Most (if not all) cities around the world have places that possess the most sublime qualities, characteristics of tranquility and even luxury.  They furnish a counterpoint to the typical noise and activity, transporting a city dweller from the activity and noise to something like the peaceful environment of the country. They are the unexpected and sometimes surprising private and transition spaces that occur throughout the world.

These places are the perfect antidote to a busy public life, bringing peace as opposed to the hustle and bustle, bringing tranquility as opposed to being all about excitement, with the quality of quietness instead of a sonic barrage all day and part of the night.  Something quite different and unexpected to its surroundings, but greatly valued and welcomed.

For a number of years I owned a flat here in Pasadena, at the back condominium complex near the center of the city. I loved the transition as I arrived home
(I've written about it), coming through the courtyard to my front door. But I loved when I got inside of my place; looking out of the windows, there were nothing but tree leaves and branches and dappled light.  The effect was somewhat like being in a tree-fort.  No matter that the trees themselves occupied little in the way of land. No matter that what lied beyond was a series of parking lots and unattractive hind-ends of buildings. From my flat I saw nothing but nature, and on clear days, the tops of the San Gabriel Mountains against the sky. In the middle of a quite busy place, I had my own little perfect paradise.

We know that these places exist around the world.  We glimpse them.  The narrow passageway into the sunlit courtyard in the French Quarter in New Orleans. The pocket park in the middle of Manhattan. The rooftop garden above the 40th floor in Chicago or Shanghai.   

No matter how impressive or exciting a big city is, it's the places of contrast, the antedate to the activity, that make it seem complete. These are the things that make a visitor say, 'I could live here'. These are the things that make the life-long resident fall completely in love.

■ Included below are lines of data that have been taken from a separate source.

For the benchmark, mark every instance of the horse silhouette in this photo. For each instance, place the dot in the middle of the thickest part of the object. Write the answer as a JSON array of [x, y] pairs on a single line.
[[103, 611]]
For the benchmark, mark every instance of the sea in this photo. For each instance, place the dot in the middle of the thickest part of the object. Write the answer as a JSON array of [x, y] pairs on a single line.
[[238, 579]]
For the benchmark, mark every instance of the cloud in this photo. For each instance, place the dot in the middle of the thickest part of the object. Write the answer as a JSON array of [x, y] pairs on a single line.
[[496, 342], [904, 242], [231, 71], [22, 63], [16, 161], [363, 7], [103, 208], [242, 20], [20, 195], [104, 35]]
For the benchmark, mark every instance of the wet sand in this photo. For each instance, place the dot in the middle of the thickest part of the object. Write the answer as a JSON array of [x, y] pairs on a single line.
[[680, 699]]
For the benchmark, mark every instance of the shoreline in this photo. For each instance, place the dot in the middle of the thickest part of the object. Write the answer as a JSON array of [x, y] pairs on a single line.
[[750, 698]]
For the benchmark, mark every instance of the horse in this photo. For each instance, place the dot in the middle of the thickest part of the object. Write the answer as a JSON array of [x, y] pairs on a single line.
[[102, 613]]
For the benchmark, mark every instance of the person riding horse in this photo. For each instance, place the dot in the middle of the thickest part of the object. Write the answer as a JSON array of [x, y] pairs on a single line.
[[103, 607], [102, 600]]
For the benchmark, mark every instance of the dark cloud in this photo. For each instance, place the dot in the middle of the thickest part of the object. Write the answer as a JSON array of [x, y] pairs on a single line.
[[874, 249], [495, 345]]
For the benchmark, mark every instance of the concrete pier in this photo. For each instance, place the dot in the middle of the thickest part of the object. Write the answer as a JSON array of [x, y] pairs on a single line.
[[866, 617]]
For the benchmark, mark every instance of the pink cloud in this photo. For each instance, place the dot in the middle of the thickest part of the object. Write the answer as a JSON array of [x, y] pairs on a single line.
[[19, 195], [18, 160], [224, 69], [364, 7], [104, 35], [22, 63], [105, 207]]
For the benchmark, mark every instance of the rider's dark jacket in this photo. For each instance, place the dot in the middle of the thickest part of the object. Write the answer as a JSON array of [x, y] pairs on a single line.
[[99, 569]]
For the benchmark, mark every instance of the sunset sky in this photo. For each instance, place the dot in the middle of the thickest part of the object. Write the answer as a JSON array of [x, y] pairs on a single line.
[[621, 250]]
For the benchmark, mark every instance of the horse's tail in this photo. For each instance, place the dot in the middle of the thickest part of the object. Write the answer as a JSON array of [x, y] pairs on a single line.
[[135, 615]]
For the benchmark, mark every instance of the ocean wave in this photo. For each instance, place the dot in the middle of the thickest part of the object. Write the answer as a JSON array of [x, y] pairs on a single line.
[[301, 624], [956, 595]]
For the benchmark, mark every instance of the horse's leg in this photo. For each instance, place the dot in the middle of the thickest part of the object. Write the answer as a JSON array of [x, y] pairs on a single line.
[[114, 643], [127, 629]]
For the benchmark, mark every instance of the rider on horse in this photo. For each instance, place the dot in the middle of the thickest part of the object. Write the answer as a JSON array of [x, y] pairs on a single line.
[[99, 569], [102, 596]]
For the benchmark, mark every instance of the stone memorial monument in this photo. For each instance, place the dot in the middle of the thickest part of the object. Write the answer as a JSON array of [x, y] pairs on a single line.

Providing these spaces is not the special province of the well-to-do. It is simply a matter of design. They require a lot of care and thought, but they are not necessarily expensive to do. The environment I described in Pasadena was achieved simply by leaving enough room, planting appropriate trees; not a costly endeavor. What made it possible was simply the original thought that went into the building design that allowed for such a delightful outdoor space to exist.